Homestead is all about protection from creditors that the Florida Constitution provides for certain types of property. Specifically, protected property is residential property owned by a natural person of up to 1/2 acre within a municipality or 160 acres outside a municipality. Also protected is personal property up to $1,000. For homestead protection to apply, the homestead must be established before the judgment creditor's levy on the property. Also note that proceeds from the sale of the homestead retain homestead status if the owner has a good faith intent to reinvest in another homestead within a reasonable time after the sale.

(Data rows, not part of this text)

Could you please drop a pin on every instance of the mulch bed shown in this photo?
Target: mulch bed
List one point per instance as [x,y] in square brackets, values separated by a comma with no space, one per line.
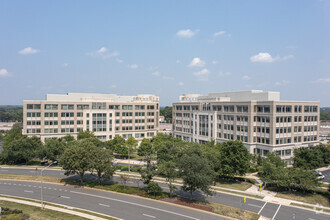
[188,202]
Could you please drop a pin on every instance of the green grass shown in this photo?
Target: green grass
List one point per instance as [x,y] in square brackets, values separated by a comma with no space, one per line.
[234,212]
[233,184]
[59,206]
[306,198]
[36,213]
[239,193]
[310,207]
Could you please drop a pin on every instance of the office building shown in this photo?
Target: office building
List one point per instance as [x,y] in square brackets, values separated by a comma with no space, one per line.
[260,119]
[107,115]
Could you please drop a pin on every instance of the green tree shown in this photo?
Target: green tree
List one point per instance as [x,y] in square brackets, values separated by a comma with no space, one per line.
[167,113]
[118,146]
[102,163]
[85,134]
[234,158]
[170,171]
[196,173]
[53,149]
[78,158]
[145,148]
[154,188]
[13,134]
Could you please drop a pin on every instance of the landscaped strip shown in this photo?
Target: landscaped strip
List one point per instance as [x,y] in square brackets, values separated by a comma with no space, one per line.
[54,205]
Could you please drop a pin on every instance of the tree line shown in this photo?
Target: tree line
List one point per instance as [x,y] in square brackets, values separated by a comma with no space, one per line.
[198,165]
[11,113]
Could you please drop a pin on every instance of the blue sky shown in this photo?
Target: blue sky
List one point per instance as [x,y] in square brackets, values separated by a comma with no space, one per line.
[167,48]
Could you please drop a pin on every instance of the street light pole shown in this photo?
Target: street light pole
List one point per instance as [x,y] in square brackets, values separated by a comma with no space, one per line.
[41,195]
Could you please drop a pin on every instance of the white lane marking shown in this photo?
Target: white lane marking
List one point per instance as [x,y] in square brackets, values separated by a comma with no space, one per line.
[276,212]
[262,208]
[149,215]
[255,205]
[132,203]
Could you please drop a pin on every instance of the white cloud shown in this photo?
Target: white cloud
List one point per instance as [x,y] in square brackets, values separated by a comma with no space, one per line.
[219,33]
[224,74]
[4,72]
[323,80]
[168,78]
[186,33]
[262,58]
[103,53]
[28,50]
[281,83]
[102,50]
[133,66]
[246,77]
[197,62]
[202,75]
[156,73]
[287,57]
[267,58]
[119,61]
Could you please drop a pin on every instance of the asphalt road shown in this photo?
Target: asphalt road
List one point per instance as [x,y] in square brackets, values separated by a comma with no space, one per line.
[117,205]
[267,209]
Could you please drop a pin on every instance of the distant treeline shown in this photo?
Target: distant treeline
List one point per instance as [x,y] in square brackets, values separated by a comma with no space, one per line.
[11,113]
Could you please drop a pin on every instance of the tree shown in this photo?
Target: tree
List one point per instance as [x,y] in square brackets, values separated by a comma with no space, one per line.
[53,149]
[154,188]
[234,158]
[21,150]
[78,158]
[102,163]
[118,146]
[170,170]
[85,134]
[145,148]
[13,134]
[131,143]
[196,173]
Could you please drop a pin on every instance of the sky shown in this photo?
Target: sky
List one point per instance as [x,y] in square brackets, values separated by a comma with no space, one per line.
[166,48]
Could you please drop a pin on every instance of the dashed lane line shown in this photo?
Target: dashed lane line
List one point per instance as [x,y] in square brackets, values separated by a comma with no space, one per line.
[262,208]
[150,216]
[136,204]
[276,212]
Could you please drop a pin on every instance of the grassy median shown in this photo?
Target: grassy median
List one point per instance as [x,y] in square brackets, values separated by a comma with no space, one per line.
[35,213]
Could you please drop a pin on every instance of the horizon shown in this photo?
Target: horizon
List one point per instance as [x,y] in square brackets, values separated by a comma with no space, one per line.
[164,48]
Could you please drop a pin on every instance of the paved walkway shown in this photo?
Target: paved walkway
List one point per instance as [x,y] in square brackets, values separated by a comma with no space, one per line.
[54,208]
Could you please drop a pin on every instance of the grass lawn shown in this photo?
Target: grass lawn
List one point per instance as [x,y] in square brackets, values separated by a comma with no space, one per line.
[36,213]
[306,197]
[30,177]
[233,184]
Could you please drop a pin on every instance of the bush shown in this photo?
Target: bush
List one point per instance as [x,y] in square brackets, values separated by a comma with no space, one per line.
[154,188]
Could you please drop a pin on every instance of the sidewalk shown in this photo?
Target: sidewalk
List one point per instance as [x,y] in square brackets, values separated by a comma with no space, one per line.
[54,208]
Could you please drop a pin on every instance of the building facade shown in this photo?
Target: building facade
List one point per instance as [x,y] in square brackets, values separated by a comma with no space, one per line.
[107,115]
[259,119]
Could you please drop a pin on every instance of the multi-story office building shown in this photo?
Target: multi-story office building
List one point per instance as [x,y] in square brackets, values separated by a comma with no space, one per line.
[107,115]
[259,119]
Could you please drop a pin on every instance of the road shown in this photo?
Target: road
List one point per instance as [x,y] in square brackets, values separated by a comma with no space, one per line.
[117,205]
[267,209]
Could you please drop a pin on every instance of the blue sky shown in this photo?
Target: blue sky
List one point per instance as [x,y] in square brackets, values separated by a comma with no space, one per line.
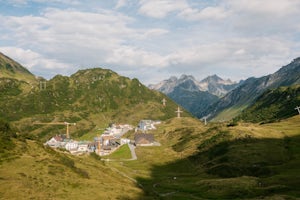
[151,39]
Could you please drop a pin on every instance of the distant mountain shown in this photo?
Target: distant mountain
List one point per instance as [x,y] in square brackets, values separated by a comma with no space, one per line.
[245,95]
[193,95]
[273,105]
[212,84]
[90,97]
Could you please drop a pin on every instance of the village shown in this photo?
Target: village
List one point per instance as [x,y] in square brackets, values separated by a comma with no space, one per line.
[109,141]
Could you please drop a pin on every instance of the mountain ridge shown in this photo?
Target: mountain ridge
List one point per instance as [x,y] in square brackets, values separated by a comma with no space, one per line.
[245,94]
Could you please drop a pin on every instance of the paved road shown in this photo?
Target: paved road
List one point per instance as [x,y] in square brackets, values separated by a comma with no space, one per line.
[133,155]
[132,150]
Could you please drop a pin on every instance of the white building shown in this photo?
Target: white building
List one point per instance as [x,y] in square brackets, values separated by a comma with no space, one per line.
[71,146]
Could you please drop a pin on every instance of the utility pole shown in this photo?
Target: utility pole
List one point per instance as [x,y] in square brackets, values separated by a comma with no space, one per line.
[298,109]
[99,145]
[43,85]
[178,111]
[164,102]
[205,122]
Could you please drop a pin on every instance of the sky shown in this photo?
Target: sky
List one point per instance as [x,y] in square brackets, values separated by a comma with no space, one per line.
[152,39]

Those are the basics, but there are some details to know as well. Homestead property as defined above is protected from levy by creditors of the owner but is not protected from forced sale by a creditor if sold to satisfy any obligations associated with the purchase, improvement, or repair of the property (for example, a mortgage or a mechanic's lien). It's also not protected from creditors collecting on taxes or assessment of the property. If fraud is involved in obtaining any kind of a loan, an equitable lien may be placed on the property so that the creditor can collect on the loan regardless of any homestead status of the property.
Homestead protection may be abandoned if the property is abandoned. Abandonment is a question of fact but generally a homestead is abandoned when it is no longer a bona fide home and place of permanent residence. Intent is important here.
Also important is that homestead property may not be conveyed by one spouse without the other spouse's consent and may be freely devised upon death only if there are no surviving children or spouse. This aspect of homestead protection, however, may be waived in an antenuptial agreement.